2 responses to “Cutting Edge Latter-day Saint Research, October 2025”

  1. Ivan Wolfe

    Here are your missing abstracts:

    Deconstructing Narratives: The New History of the Beginning of the Church in Brazil.
    By: Pinheiro da Silva Filho, Fernando
    The article focuses on the complexities and inaccuracies in the historical narratives surrounding the early presence of The Church of Jesus Christ of Latter-day Saints (LDS Church) in Brazil. It critiques the traditional accounts that have often overlooked the nuanced realities of missionary efforts, particularly the role of Elder Melvin J. Ballard and the German immigrant communities in southern Brazil. Through a critical examination of primary sources, the author aims to reconstruct a more accurate history that acknowledges previously marginalized figures and events, emphasizing the importance of deconstructing established narratives to reveal a more pluralistic understanding of the Church’s beginnings in Brazil. The article also highlights the contributions of earlier researchers, such as Mark L. Grover, in providing a reliable foundation for this critical engagement.

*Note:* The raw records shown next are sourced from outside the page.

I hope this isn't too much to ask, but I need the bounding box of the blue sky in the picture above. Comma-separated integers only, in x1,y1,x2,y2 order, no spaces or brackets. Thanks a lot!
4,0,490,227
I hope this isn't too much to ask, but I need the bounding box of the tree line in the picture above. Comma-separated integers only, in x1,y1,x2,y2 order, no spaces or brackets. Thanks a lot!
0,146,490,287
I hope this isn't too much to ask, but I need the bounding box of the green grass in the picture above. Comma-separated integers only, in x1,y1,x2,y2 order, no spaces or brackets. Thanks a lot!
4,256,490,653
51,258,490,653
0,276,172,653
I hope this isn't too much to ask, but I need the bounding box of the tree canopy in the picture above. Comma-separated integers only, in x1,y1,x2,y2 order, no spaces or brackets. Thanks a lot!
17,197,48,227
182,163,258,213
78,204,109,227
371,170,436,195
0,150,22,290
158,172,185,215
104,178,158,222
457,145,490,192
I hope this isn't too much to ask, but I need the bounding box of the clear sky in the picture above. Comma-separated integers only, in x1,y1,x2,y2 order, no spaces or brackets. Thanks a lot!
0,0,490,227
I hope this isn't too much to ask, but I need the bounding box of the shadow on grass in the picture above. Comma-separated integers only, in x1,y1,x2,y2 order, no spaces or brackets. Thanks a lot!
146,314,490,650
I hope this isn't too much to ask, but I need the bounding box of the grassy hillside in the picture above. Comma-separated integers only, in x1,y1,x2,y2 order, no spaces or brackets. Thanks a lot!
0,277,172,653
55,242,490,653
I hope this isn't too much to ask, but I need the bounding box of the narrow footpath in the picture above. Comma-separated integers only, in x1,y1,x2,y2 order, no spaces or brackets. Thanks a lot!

    Weaving Gender: Men, Women, and the Mormon Home Manufacture Movement.
    By: Preston, Julia
    The article examines Brigham Young’s vision for economic independence in the Utah Territory, particularly through the promotion of home manufacture and textile production among Latter-day Saint women. Young, as the leader of the Church of Jesus Christ of Latter-day Saints and the territory’s first governor, emphasized the need for local production to reduce reliance on imported goods, framing this as a religious duty. The discourse surrounding home manufacture was notably gendered, with Young and other male leaders critiquing women’s consumption habits while urging them to engage in textile production, particularly silk. Despite the push for home industry, women’s responses varied, with some embracing the call for economic self-sufficiency while others resisted or critiqued the expectations placed upon them. The article highlights the complexities of gender roles and economic independence within the context of 19th-century Mormon society.

    A History of Art in LDS Chapels.
    By: Talbot, Bridger
    The article examines the evolving relationship between the Church of Jesus Christ of Latter-day Saints and the use of artwork in chapels, highlighting a significant policy change that officially prohibited artwork in these sacred spaces in the late 1970s. Historically, from the mid-1800s to the 1980s, artwork in chapels varied in quantity and style, reflecting broader cultural trends and the church’s Protestant roots, which often viewed visual art with skepticism. The article details how local congregations historically commissioned and displayed art, often depicting church history, landscapes, and scriptural events, before the decline of such practices due to institutional standardization and changing aesthetic preferences. Despite the current prohibition, recent developments indicate a renewed interest in incorporating art into meetinghouses, suggesting a potential shift in the church’s approach to religious art in the future.

    Gender Roles and Empowerment Goals: The LDS Women’s Experience in Brazil.
    By: Clarkson, Corinne
    The article focuses on the complex dynamics of female empowerment among members of the Church of Jesus Christ of Latter-day Saints (LDS Church) in Brazil, particularly through the experiences of women involved in the Relief Society, the Church’s women’s organization. Despite the Church’s patriarchal structure and traditional gender roles, many women report feeling empowered through their religious participation, which provides emotional, spiritual, and material support, as well as a sense of community. The study highlights how these women navigate their roles within a society marked by machismo and gender inequality, often finding strength and identity in their faith, while also acknowledging the contradictions between their lived realities and the Church’s teachings. The findings suggest that cultural context significantly influences perceptions of empowerment within religious frameworks.

  2. Stephen C.

    Thanks as always! (I should start asking you before I post anything from JMH).